Bolivian officials accuse Evo Morales of terrorism, sedition

A female supporter of Bolivian President Evo Morales shows her support during a march in La Paz, Bolivia, Oct. 23, 2019. (AP Photo/Juan Karita

LA PAZ, Bolivia — Bolivia’s interim government accused ousted President Evo Morales of terrorism and sedition on Friday for purportedly organizing highway blockades intended to prevent food from reaching some cities.

Acting Interior Minister Arturo Murillo said the complaint relates to a video in which Morales is supposedly heard in a phone call coordinating the blockades from Mexico, where he is living in exile since being ousted in a dispute over the Oct. 20 presidential election. Murillo said Bolivia’s government is seeking a maximum penalty, which is between 15 and 20 years in prison.

Morales has said the video is a “montage” by his opponents.

Bolivia has been in upheaval since Morales proclaimed himself the winner despite widespread protests over allegations of electoral fraud.

Morales resigned on Nov. 10, after the military suggested he do so. He alleges he is a victim of a coup d’état. Thirty-two people have been killed in protests and unrest.

The interim government also accused a former minister, Juan Ramón Quintana, of the same offenses.

Juan Lanchipa, Bolivia’s attorney general, confirmed that an investigation into the ex-president and the recording has been launched.

“This audio will be verified in Argentina, and we’re also asking the telecom company to confirm where the call comes from,” he said.

The blockades in Bolivia have hindered the free flow of goods throughout the country, in particular, La Paz, where the government is located.

Late Friday, politicians both for and against Morales reached an agreement to send to congress a bill to convoke a new presidential election.

Sen. Oscar Ortiz from the interim government of Jeanine Áñez said the agreement would annul the Oct. 20 election. The bill will be introduced to the senate Saturday morning and if approved there, it will be sent to the chamber of deputies.

Earlier, members of Morales’ party and the opposition had said they were near an agreement.

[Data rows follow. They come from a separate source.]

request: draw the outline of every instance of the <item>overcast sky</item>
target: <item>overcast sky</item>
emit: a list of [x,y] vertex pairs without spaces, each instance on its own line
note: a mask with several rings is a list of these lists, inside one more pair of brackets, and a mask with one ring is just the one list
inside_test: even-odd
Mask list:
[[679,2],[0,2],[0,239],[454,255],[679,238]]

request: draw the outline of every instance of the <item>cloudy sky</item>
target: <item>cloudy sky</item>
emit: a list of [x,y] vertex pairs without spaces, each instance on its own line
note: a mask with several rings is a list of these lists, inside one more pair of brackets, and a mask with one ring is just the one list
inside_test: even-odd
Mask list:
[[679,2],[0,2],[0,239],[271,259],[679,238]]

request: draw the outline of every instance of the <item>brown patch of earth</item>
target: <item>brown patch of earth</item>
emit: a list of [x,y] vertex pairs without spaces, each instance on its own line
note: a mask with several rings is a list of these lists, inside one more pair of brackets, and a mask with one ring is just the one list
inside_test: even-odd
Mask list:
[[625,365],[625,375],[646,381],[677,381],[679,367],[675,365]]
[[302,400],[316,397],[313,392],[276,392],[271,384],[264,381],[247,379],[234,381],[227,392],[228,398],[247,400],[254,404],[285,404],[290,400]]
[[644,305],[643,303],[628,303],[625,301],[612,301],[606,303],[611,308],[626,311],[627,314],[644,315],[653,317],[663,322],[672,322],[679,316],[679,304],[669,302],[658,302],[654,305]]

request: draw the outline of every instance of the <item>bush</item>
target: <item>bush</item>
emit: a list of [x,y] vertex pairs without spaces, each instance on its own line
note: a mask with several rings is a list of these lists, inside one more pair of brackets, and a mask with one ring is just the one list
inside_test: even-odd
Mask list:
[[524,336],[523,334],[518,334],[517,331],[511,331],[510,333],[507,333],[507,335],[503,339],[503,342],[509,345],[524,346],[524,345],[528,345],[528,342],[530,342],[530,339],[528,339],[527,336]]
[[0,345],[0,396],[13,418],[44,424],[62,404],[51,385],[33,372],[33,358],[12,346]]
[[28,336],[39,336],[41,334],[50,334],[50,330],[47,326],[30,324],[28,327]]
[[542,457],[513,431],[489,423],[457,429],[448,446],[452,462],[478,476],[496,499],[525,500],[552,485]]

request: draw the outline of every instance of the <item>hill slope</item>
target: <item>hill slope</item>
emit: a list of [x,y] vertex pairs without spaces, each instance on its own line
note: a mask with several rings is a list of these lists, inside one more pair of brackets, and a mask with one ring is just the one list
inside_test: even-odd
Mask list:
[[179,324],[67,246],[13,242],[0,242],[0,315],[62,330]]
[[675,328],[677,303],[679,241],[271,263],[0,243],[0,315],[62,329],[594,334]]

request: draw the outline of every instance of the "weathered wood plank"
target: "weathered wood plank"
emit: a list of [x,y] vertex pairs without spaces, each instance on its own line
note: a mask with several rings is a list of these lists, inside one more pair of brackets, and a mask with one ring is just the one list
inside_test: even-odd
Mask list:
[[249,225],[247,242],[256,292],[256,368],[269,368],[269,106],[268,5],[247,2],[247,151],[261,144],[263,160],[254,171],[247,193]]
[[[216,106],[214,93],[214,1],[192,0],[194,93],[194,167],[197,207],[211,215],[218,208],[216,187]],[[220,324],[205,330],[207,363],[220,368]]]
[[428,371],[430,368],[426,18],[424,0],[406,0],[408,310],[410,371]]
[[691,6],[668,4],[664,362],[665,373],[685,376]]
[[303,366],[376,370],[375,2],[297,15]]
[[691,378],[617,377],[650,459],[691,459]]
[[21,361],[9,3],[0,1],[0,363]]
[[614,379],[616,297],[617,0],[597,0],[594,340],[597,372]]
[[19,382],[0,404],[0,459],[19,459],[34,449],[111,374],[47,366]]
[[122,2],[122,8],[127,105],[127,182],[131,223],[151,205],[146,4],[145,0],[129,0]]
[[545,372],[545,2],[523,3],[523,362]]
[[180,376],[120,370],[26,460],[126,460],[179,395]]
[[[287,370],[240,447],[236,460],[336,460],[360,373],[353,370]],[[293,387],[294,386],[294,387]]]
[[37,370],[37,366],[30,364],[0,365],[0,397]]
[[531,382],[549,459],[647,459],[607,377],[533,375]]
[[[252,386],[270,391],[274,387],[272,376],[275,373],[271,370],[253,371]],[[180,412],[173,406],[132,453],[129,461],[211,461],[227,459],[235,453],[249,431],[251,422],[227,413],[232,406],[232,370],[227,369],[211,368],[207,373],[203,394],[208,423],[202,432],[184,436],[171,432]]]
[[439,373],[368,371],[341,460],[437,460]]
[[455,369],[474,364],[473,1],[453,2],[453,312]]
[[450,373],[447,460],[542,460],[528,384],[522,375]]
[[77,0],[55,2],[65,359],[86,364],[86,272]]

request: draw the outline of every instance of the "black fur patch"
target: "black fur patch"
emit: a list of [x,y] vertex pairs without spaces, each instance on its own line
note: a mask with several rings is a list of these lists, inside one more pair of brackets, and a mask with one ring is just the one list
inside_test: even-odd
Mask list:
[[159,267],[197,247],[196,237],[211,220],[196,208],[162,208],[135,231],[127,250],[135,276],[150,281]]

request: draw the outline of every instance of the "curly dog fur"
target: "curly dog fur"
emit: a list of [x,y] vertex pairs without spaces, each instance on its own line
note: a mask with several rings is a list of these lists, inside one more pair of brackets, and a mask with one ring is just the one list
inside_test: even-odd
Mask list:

“We have advanced 95% on the agreement and we are really trying to progress as quickly as possible with all the political forces to call elections,” Omar Aguilar, a senator with Morales’ Movement Toward Socialism (MAS, told the Associated Press.

Opposition Sen. Shirley Franco said neither Morales nor his vice president, Álvaro García Linera, will be allowed to run. The exclusion is meant to honor the results of a 2016 referendum that rejected Morales’ bid to change the constitution so he could seek a fourth term.

Efraín Chambi, who is a member of MAS, said that “the constitution should be followed.”

At protests organized by Morales’ supporters, people are no longer calling for his return. Instead, they are demanding Áñez resign over the killings and the use of the military to repress protests.